Environmental Ethics and Biodiversity

Chapter 6: Ecosystem Services

  • Definition: Ecosystem services are the various benefits that humanity derives from ecosystems.

  • Categories of Ecosystem Services:

    • Provisioning Services: Products obtained from ecosystems, including:

    • Food: Essential nutrition obtained from various sources.

    • Medicine: Therapeutic substances derived from biological organisms.

    • Consumable goods: Products that can be used up, such as timber and fiber.

    • Non-consumable goods: Resources that provide benefits without being consumed.

    • Regulating Services: Natural regulatory processes provided by ecosystems to maintain environmental balance, including:

    • Climate Regulation: Ecosystems help stabilize or moderate climate extremes.

    • Soil Fertility: Ecosystems contribute to the health and nutrient availability of soil.

    • Water: Ecosystems filter and purify water, maintaining its quality.

    • Pollination: Essential for biodiversity and agricultural productivity.

    • Erosion Control: Prevention of soil loss due to water or wind.

    • Supporting Services: Underpinning processes essential for the maintenance of ecosystems, including:

    • Nutrient Recycling: Reuse of nutrients within ecosystems.

    • Air and Water Purification: Natural processes that cleanse the environment.

    • Pest Control: Natural regulation of pest populations through predator-prey dynamics.

    • Cultural Services: Non-material benefits obtained from ecosystems, including:

    • Recreation: Activities in nature that promote health and well-being.

    • Spiritual/Religious: Cultural practices and beliefs connected to nature.

    • Health/Well-being: Ecosystems enhance human resilience and mental health.

Niche Partitioning

  • Definition: The process whereby similar species exploit the limited resources in an ecosystem by dividing them temporally or spatially to increase efficiency.

    • Example of Niche Partitioning: Several species may have different hunting times or foraging areas, minimizing direct competition.

Lyme Disease and Biodiversity

  • Dilution Effect: A biological mechanism where the replacement of competent hosts (which can carry and transmit Lyme disease) by less competent hosts reduces Lyme disease prevalence.

Chapter 8: Extinction

  • Definition of Extinction: The loss of a species that occurs when its last individual dies.

  • IUCN (International Union for Conservation of Nature): Organization recognizing the extinction status of species across the globe.

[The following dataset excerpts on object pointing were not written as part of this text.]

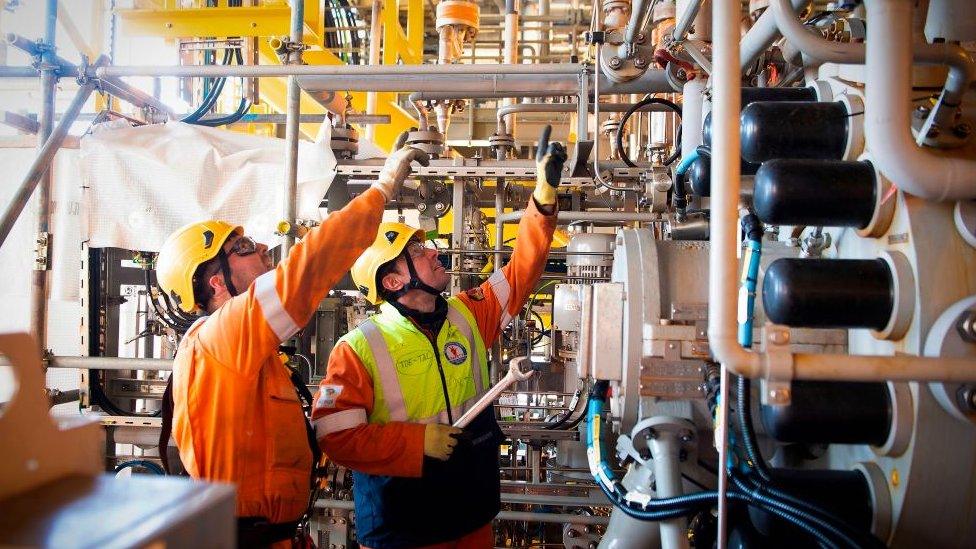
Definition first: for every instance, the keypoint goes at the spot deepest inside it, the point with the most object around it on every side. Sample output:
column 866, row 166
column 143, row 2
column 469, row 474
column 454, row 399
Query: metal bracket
column 778, row 365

    • Conservation Status: The IUCN Red List identifies species facing extinction risks, using well-defined biological criteria for evaluation.

    • Levels of Extinction:

    • Locally Extinct: Species no longer found in areas where they were once common.

    • Globally Extinct: Species that no longer exist anywhere on Earth.

    • Ecologically Extinct: Species that exist but are so rare that their ecological role is essentially eliminated.

  • Amphibians at Risk: Amphibian species are at highest risk for extinction due to habitat loss, which impacts them doubly because many amphibians have two habitats (aquatic and terrestrial).

    • Causes of Risk:

    • Drought

    • Sensitivity to pesticides

    • Chytrid fungus infection

    • Increased predation from invasive species.

Environmental Change: Major Threats to Species

  • Major Forms of Environmental Change:

    • Invasive Species: Non-native species that disrupt the ecosystems into which they are introduced.

    • Habitat Loss: The complete destruction of habitats, leading to loss of biological communities and ecological functions.

    • Overexploitation: Unsustainable harvesting of species or resources at rates faster than they can replenish.

    • Climate Change: Long-term shifts in temperature and weather patterns affecting ecosystems and species.

Chapter 9: Habitat Loss

  • Definition of Habitat Loss: The complete elimination of a habitat, along with its biological communities and ecological functions.

  • Habitat Fragmentation: The subdivision of larger continuous habitats into smaller patches, often leading to increased biodiversity loss.

  • Degradation of Habitat: Human activities that make remaining habitats less conducive to life, such as pollution or unsustainable agriculture practices.

    • Drivers of Habitat Loss:

    • Urbanization

    • Agriculture (e.g., palm oil plantations)

    • Extractive industries (e.g., logging)

Chapter 10: Overexploitation

  • Definition of Overexploitation: The excessive harvesting of renewable resources, which leads to the depletion of those resources.

  • Types of Overexploitation:

    • Commercial Exploitation: Driven by economic incentives, leading to illegal wildlife trafficking.

    • Subsistence Exploitation: Unsustainable hunting practices for food.

    • Recreational Exploitation: Hunting for sport without consideration of ecological effects.

  • CITES (Convention on International Trade in Endangered Species of Wild Fauna and Flora): A treaty designed to protect endangered species by regulating international trade and promoting sustainable practices.

  • Bushmeats: Hunting wildlife for food, often leading to zoonotic diseases due to increased human-animal interactions and can sometimes help control wildlife populations.